Sabbath Meditation #3 – The Failure of Human Effort

Sabbath Meditation #3 – The Failure of Human Effort

By Kelly McDonald, Jr.

“Six days ye shall gather it; but on the seventh day, which is the sabbath, in it there shall be none” (Ex. 16:26).

“Six days shalt thou labour, and do all thy work: But the seventh day is the sabbath of the LORD thy God: in it thou shalt not do any work, thou, nor thy son, nor thy daughter, thy manservant, nor thy maidservant, nor thy cattle, nor thy stranger that is within thy gates” (Ex.  20:9-10).

God did mighty signs and wonders for the Israelites to bring them out of Egypt. He even parted the Red Sea. God’s people walked across on dry ground and were delivered from Pharaoh’s army. After this series of incredible events, God performed another miracle for them. He gave them manna from heaven.

This manna served as food, but it had a greater purpose. The people were asked to gather one portion of manna for five days and then twice as much on the sixth day. On the seventh day, the people were asked to gather none. God used the manna to reveal to them which day of the week was the Sabbath. The Egyptians used a 10-day work week, so God had to restore Israel to His sacred rhythm. However, there is an even deeper lesson to be learned through this event.

Manna was how God provided for their physical needs. However, no amount of gathering manna on the Sabbath could please God – and no amount of gathering would satisfy human needs. Only the manna saved up from the sixth day was important for physical needs. In a similar fashion, we read in Exodus that we are commanded to work for six days and then rest on the seventh day.

As I ponder these details, it reminds me that my human effort alone will always fall short. It reminds me that where I fall short God’s completed work is so much greater. He will pick up the difference for my failure in a way that is so much greater than anything work could ever accomplish.
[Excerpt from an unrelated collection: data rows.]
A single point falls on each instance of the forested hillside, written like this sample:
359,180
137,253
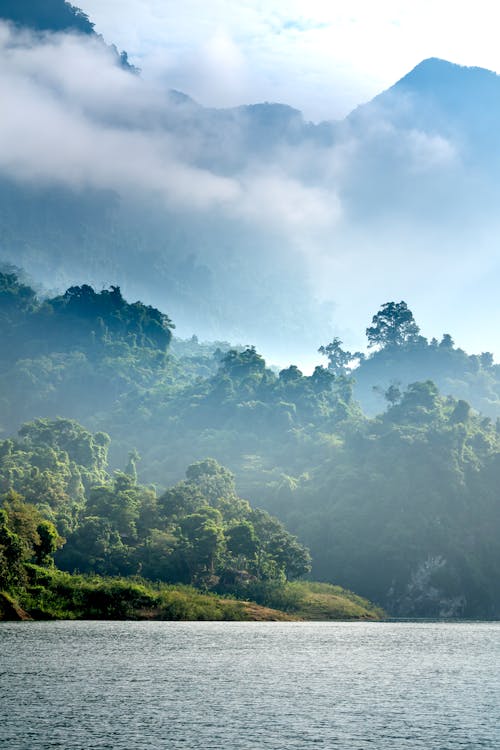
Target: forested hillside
401,507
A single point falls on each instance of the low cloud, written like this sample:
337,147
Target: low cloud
365,210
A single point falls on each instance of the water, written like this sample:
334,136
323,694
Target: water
352,686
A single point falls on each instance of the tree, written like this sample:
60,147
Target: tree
392,326
339,359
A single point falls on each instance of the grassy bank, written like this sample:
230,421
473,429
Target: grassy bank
50,594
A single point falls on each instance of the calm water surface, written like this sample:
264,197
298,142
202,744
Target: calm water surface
354,686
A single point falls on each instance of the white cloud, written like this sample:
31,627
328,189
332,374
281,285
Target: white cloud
319,56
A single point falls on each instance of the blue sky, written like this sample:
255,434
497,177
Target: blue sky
321,57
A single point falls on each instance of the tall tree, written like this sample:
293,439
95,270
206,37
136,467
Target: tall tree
393,325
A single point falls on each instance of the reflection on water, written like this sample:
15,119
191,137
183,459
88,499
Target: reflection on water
128,686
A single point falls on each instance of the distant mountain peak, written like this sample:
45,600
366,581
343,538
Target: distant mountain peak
435,73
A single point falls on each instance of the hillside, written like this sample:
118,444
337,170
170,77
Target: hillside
246,220
400,507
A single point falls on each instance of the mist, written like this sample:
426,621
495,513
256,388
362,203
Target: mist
248,224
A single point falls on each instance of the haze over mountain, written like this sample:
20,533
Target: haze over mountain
250,223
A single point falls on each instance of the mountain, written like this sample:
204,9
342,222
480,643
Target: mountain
46,15
250,223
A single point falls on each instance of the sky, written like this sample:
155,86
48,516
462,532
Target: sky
322,57
385,211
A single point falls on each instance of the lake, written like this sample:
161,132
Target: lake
352,686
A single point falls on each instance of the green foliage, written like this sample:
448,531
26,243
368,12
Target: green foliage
393,325
402,507
46,15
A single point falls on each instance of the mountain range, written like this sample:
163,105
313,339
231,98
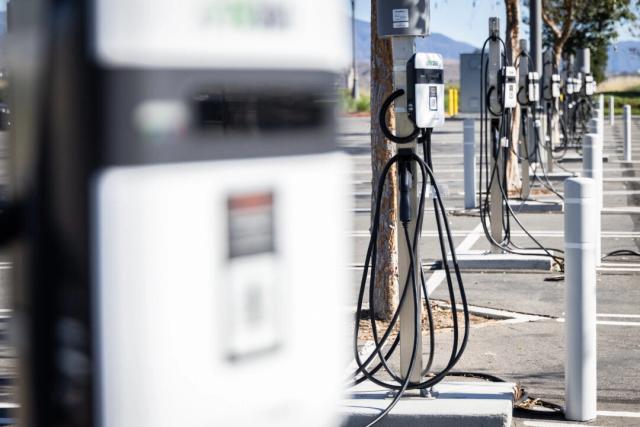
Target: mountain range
436,42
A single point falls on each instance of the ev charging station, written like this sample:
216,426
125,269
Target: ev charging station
186,208
500,92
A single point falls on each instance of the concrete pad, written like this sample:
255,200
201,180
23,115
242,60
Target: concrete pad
481,404
481,260
535,206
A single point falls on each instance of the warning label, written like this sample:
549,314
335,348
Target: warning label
400,15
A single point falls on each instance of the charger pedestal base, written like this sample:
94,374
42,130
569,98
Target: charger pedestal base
483,260
479,404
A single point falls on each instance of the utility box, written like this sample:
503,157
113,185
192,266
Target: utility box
187,211
470,72
403,18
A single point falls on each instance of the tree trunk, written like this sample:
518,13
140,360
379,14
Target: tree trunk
513,50
386,280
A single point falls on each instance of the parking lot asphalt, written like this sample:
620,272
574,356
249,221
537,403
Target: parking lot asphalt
532,352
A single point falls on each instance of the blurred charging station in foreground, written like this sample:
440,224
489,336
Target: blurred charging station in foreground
183,260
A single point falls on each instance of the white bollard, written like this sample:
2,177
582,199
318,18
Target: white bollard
580,299
601,106
592,168
627,132
611,109
469,164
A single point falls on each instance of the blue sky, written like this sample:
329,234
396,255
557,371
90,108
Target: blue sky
462,20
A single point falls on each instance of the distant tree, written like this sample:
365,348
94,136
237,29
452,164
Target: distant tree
559,16
576,24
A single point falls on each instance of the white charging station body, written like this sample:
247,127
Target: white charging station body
425,90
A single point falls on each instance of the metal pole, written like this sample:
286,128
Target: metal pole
601,108
524,146
355,90
403,50
627,133
611,108
535,34
580,299
469,164
592,168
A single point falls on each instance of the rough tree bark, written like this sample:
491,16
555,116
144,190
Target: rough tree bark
514,182
386,280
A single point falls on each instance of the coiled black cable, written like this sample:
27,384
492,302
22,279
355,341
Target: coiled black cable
494,132
381,357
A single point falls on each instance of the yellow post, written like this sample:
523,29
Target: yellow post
455,103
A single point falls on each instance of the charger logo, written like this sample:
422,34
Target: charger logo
246,14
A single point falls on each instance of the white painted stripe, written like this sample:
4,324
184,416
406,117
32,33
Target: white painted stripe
549,424
438,276
607,322
620,414
540,233
623,316
618,269
503,316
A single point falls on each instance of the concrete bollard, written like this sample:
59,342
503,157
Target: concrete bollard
627,132
469,164
611,110
601,106
580,300
592,168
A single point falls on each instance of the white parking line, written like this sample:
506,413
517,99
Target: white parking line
548,424
608,322
624,316
438,276
541,233
620,414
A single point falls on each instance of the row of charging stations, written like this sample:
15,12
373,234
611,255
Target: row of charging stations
185,208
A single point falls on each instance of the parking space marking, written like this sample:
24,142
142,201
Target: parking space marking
607,322
537,233
549,424
439,275
623,316
618,414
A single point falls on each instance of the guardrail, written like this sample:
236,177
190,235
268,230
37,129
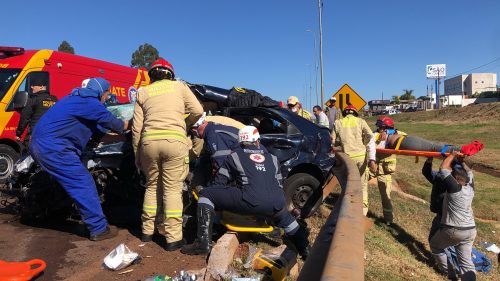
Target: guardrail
338,252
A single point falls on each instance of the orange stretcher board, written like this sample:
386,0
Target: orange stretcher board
412,152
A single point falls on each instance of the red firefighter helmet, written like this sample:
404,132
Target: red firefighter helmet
350,109
384,121
162,64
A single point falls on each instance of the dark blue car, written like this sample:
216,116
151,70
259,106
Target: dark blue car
302,147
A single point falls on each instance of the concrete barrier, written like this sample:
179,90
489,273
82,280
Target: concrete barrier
338,251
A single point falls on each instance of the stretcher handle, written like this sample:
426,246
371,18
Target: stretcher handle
34,262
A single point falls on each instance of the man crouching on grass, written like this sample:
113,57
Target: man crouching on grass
457,222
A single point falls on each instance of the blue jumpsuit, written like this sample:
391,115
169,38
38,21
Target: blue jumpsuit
259,190
59,138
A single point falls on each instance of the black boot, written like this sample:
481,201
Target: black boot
203,243
299,240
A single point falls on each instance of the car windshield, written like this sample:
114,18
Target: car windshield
7,77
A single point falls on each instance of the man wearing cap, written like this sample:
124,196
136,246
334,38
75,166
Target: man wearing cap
331,112
39,102
296,107
161,147
59,139
353,136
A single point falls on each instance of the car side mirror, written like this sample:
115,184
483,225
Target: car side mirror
18,102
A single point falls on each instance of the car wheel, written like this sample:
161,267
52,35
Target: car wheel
303,193
8,157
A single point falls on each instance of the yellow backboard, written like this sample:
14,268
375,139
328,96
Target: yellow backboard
345,96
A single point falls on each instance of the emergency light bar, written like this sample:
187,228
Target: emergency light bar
6,52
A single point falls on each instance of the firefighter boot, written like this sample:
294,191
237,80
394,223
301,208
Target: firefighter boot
203,243
299,240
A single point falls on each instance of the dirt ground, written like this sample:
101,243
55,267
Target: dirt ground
71,256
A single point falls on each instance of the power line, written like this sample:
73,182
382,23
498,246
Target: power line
470,70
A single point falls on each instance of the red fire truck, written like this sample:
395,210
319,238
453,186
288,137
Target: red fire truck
64,72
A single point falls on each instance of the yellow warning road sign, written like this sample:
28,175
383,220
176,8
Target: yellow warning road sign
347,96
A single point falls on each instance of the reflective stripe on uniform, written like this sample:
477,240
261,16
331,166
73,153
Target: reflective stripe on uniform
222,153
358,155
173,213
275,161
291,227
224,172
227,133
239,167
157,134
206,201
150,209
399,142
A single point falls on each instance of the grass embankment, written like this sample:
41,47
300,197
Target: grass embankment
401,251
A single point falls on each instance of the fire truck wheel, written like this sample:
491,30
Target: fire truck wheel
8,157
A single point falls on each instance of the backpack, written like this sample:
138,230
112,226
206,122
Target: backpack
480,260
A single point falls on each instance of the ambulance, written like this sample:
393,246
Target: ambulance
64,72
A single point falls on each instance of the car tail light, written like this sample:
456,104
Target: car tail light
10,51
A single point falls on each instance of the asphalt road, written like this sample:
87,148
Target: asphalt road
71,256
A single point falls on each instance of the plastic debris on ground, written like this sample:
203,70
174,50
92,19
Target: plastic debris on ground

When I meditate on this understanding further, I also consider the specific areas in which I fall short. As I have honored the Sabbath over the years, I have learned more and more to surrender my failures to God and ask for His supernatural strength to overcome. I realize that the Sabbath is the time for me to give up trying to figure it out on my own. I need to let Him work it out.

What God can accomplish on the seventh day is so much greater than what my work can accomplish in the previous six days. The dominion given to humans in Genesis will fall short. Trying to carry my work or dominion over into the seventh day will not accomplish anything; I just need to give it up and over to Him.

Lastly, I have come to appreciate grace and salvation more as I honor the Sabbath. Because I am weekly reminded of the failure of human effort, I see how God’s grace is so needed. I appreciate it so much more each Sabbath that comes and goes.

The Sabbath is the way to acknowledge that the Creator’s rest of one day can do more in us than what our own human effort can accomplish in six days. I look up to Heaven so much more now that I understand His Sabbath rest, and I acknowledge that His work is so much greater than mine. With all this in mind, meditate on the following verses:

“1 I will lift up mine eyes unto the hills, from whence cometh my help. 2 My help cometh from the Lord, which made heaven and earth” (Psalm 121:1-2)

Truly, there is something available for us in the Sabbath rest that cannot be gained by physical work or labor.

We will explore this more in our next Sabbath meditation.